- - Wednesday, August 29, 2018


No one asks to be born. Yet the dawning of self-realization brings the inescapable challenge to make the best of life. Many “kill it,” figuratively speaking, surmounting the hurdles and making their time on earth a blessing to themselves and to their fellow men (and women, too, if it’s really necessary to say it). Most people manage to live graciously and seal their achievements to the gratitude of family and friends.

But some people just can’t get a purchase on the upward climb. Giving up, they walk off the obstacle course, self-medicate and brood over the fact that life is tough and three out of three people die. The trend toward chemical solutions to daily trials, abetted by increasingly permissive public policy, entices many Americans to hurry toward that inevitable open grave.

Not so long ago an escape into the drug culture (and often a life in Mommy’s basement) was something to be resisted. First lady Nancy Reagan famously led an anti-drug campaign with a simple message: “Just say no.” The initiative was intended to raise public awareness of drug abuse among young people in the 1980s, when self-discipline and the will to do well was still in season, but in the end the three little words were for many no match for the comfort of unopposed temptation. Abuse of lethal drugs is now a modern-day plague, egged on by a relaxed resistance that could be characterized by a new expression: “Just say OK.” The U.S. Centers for Disease Control and Prevention jarred the nation a year ago when it announced in mortifying tones that the U.S. death toll from drug overdose in 2016 had reached 60,000. Last week [Aug. 16] the CDC released the latest estimate for 2017 and the bad news grows worse: 72,287, a 10 percent increase over 2016. That’s more than the number of deaths from automobile accidents or guns.

Nearly 49,000 deaths were attributed to opioids — potent painkillers whose excessive prescription by physicians has contributed to the staggering body count. Synthetic opioids like fentanyl, a super-powerful concoction often brewed in China and smuggled into the U.S. through Mexico, catch users by surprise and turn a high into unexpected death.

Less lethal but still frightening is the proliferation of synthetic cannabis, or K2, which is often laced with fentanyl. Pot heads have taken to smoking it for a cheaper buzz. A batch of the stuff made the rounds in a public park in New Haven, Conn., last week. Within a few hours, dozens of ambulances were called to haul nearly 100 people to the hospital. Trendy state laws legalizing recreational marijuana are stoking the growing attitude that “your highness is your business.”

The spreading synthetic drug menace has triggered tremors in official Washington.
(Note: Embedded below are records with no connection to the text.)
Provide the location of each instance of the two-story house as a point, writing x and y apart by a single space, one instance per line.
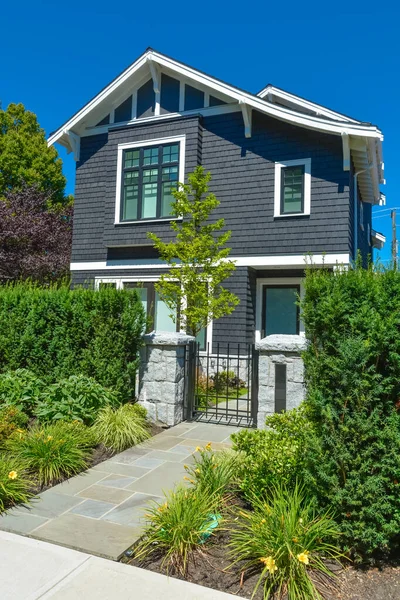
294 179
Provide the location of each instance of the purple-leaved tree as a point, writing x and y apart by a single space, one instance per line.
35 238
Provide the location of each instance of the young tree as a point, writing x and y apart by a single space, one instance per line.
35 240
198 258
25 158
President Trump last week directed the Justice Department to join the dozens of states that have filed lawsuits against certain drug manufacturers for delivering mountains of pain pills. The administration is mulling a plan to force drug firms to cut production of opioids by 10 percent over next year. Cutting supply without dealing with the fundamental cause of craving could simply fuel the illegal drug trade, making it more lucrative and more violent.
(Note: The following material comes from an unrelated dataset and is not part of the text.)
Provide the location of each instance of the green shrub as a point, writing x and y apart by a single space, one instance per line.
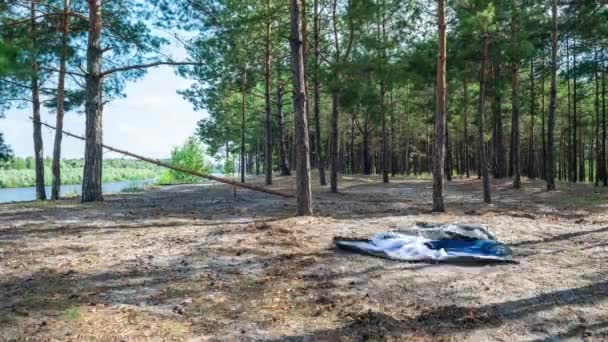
190 156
Congress, in its infinite weakness and faux wisdom, is drawing up criminal justice legislation that imposes mandatory minimum sentences. With drug-death rates exploding, this might encounter strong headwinds from voters who recognize it as going soft on prison time for “nonviolent” drug dealers, even if Congress doesn’t. Whether an overdose victim buys his fix from a gun-toting kingpin or a tie-dyed peacenik who missed the last streetcar home from the 1960s, he is still stone-cold dead.

Viewing one’s time on earth as an opportunity — “to be fruitful, multiply and replenish the earth,” as the Bible describes it — taken by innumerable earlier generations to struggle toward a brighter existence. Most Americans can count themselves fortunate that their forebears risked all on a dangerous journey to a faraway continent with nothing but to sustain them but faith and grit. Rather than escape tough circumstances via a head trip, better to lead a productive life with a debt to blood, sweat and tears.
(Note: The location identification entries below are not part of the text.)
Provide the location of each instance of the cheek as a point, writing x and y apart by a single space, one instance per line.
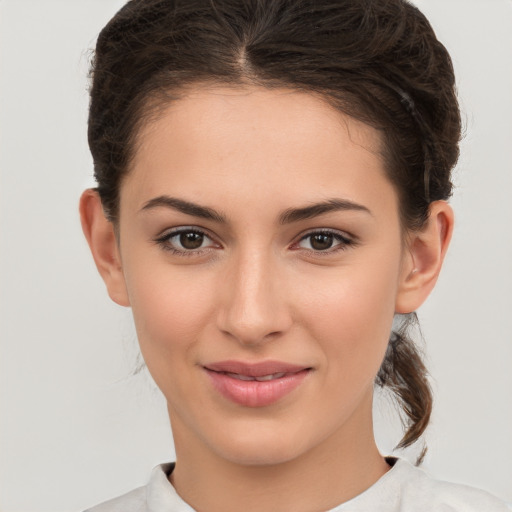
351 314
170 308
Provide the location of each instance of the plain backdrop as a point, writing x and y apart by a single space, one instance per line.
76 428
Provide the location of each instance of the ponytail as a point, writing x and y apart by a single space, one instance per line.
404 373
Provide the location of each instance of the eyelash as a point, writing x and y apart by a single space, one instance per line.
344 242
164 241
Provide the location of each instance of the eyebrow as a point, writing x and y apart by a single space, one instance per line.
331 205
289 216
186 207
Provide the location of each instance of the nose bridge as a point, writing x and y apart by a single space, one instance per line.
254 306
Faith, family and freedom are not the sole ingredients of a purposeful life, but they sure beat opioids, marijuana and their synthetic knockoffs. Americans shouldn’t need Donald Trump to rescue them from the 21st century zeitgeist that nudges them to “just say OK” to drugs. It’s a matter of conscience.

The causes of craving may be locked too deeply in the recesses of the human psyche for modern medicine to root out, and there will likely always be those who cannot cope with the curveballs life hurls. Society owes them compassion, but not collusion in suicide. Rather than pot shops and shooting galleries, all that society owes them is a motivational kick in the rear end.